En 1944, l'A.K. lance l'insurrection de Varsovie qui éclate le 1er août 1944. Le but était de libérer Varsovie avant l'arrivée de l'Armée rouge soviétique). Bien que les insurgés aient initialement réussi à libérer quelques centaines de prisonniers du camp de concentration de la rue Gesia (aujourd'hui Anielewicza) et aient pratiqué une guerre de rue féroce, les Allemands finirent par les écraser et détruisent la ville pendant que les Soviétiques stoppaient leur offensive durant plusieurs mois en refusant tout secours aux insurgés (y compris en refusant l'ouverture des pistes d'atterrissage aux quelques avions alliés). Churchill dans ses mémoires tente vainement d'expliquer la couardise occidentale. Le soulèvement est définitivement écrasé le 2 octobre 1944.
Les unités de l'AK ont initié des milliers de raids ainsi que des opérations de recherche de renseignement. Ils ont saboté des centaines d'équipements ferroviaires et participé à de nombreuses batailles de partisans avec la police et la Wehrmacht allemandes.
Durant la guerre, l'AK a perdu quelque 100 000 hommes ; avec la progression de l'armée rouge, le N.K.V.D. en a emprisonné et envoyé dans les camps soviétiques environ 50 000 combattants. Une partie de l'A.K. a refusé de rendre les armes à l'occupant soviétique et a continué la lutte contre le pouvoir communiste imposé par les Soviétiques, Ils ont été surnommés les soldats maudits. Des répressions de masse se sont abattues sur les anciens résistants durant toute la période du stalinisme. Il faudra attendre l'arrivée de la nouvelle République polonaise et de Lech Wałęsa pour qu'ils soient reconnus comme combattants et honorés comme il se doit.
(En Pologne, le souvenir des anciens et des patriotes est une réalité. Les anciens sont promus à des grades. Ici, ils portent le grade de commandant.)

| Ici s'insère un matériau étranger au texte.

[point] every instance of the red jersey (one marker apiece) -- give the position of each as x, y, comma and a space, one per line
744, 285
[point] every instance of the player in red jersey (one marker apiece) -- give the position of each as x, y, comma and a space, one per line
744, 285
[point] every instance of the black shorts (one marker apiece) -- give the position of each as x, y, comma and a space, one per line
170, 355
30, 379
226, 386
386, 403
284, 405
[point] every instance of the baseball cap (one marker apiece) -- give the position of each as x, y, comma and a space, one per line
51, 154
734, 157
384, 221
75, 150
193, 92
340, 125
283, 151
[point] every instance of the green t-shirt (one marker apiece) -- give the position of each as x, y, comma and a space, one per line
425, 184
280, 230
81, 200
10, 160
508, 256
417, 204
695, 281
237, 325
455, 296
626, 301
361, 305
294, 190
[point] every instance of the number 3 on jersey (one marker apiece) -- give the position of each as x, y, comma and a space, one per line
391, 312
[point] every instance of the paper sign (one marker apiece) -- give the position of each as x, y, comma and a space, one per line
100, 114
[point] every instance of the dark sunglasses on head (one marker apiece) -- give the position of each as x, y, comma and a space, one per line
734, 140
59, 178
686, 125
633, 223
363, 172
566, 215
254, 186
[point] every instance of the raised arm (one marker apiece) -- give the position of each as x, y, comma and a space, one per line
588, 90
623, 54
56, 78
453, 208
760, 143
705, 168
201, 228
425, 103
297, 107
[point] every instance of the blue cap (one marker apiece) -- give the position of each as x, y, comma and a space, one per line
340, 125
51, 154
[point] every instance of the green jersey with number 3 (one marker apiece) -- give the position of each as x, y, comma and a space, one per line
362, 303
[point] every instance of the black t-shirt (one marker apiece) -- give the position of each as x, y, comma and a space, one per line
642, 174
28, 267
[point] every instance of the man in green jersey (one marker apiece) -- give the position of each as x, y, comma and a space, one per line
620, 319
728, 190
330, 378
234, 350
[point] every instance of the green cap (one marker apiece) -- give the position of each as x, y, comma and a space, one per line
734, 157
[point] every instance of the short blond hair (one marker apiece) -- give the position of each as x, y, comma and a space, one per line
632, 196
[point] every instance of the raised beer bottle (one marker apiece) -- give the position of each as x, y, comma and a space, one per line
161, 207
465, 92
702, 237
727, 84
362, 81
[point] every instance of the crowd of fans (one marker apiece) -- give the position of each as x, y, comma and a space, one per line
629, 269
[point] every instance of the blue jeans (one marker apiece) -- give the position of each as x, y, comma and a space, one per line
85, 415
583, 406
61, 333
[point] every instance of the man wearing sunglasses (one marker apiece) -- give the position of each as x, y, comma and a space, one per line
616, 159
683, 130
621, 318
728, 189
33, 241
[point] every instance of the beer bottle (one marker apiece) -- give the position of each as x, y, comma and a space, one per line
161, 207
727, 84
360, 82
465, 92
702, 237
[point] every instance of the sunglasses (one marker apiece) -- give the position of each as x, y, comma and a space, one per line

composé de lettres P et W: "Polska Walczaca" - Pologne combattante.
La Kotwica (mot polonais pour « Ancre ») était un emblème de l'État polonais clandestin et de l'Armia Krajowa (Armée de l'Intérieur, plus souvent appelée A.K.) pendant la Deuxième Guerre mondiale. Créée par les scouts des Szare Szeregi, elle fut aussi utilisée comme un signe de résistance anti-communiste pendant la période de la Pologne socialiste.